The first time was at Fort Benning in 1994, in the middle of the hell of basic training. The ex-cop recruits in boot camp with him said that prisoners had more freedom than they did. There were guys who faked suicide attempts to get out of basic. But Everman never had any doubts. “I was 100 percent,” he told me. “If I wasn’t, there was no way I’d get through it.”
He had three drill sergeants, two of whom were sadists. Thank God it was the easygoing one who saw it. He was reading a magazine, when he slowly looked up and stared at Everman. Then the sergeant walked over, pointing to a page in the magazine. “Is this you?” It was a photo of the biggest band in the world, Nirvana. Kurt Cobain had just killed himself, and this was a story about his suicide. Next to Cobain was the band’s onetime second guitarist. A guy with long, strawberry blond curls. “Is this you?”

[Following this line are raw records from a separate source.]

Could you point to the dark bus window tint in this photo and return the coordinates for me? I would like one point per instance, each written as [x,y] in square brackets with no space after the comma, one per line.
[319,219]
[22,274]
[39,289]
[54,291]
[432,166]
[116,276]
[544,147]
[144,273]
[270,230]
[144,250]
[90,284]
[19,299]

Everman exhaled. “Yes, Drill Sergeant.”
And that was only half of it. Jason Everman has the unique distinction of being the guy who was kicked out of Nirvana and Soundgarden, two rock bands that would sell roughly 100 million records combined. At 26, he wasn’t just Pete Best, the guy the Beatles left behind. He was Pete Best twice.
Then again, he wasn’t remotely. What Everman did afterward put him far outside the category of rock’n’roll footnote. He became an elite member of the U.S. Army Special Forces, one of those bearded guys riding around on horseback in Afghanistan fighting the Taliban.
I’ve known Jason Everman since we played rock shows together nearly 25 years ago. What happened to him was almost inexplicable, a cruel combination of good luck, bad luck and the kind of disappointment that would have overwhelmed me even at my most brashly defiant. After having not seen him since the early ’90s, I ended up hanging out with him in his apartment in Brooklyn last summer. We had drinks, retraced steps. We once were in the same place in our lives. But mine had since quietly transitioned from rock to parenthood. My changes were glacial. His were violent.
None of it is easy for him to talk about. Jason is one of the most guarded people I have ever met. But when I pulled up to his remote A-frame cabin near Puget Sound last winter, there he was, a sturdy, tall figure in a Black Flag sweatshirt holding a glass of red wine. This was his private place, and he was letting me into it.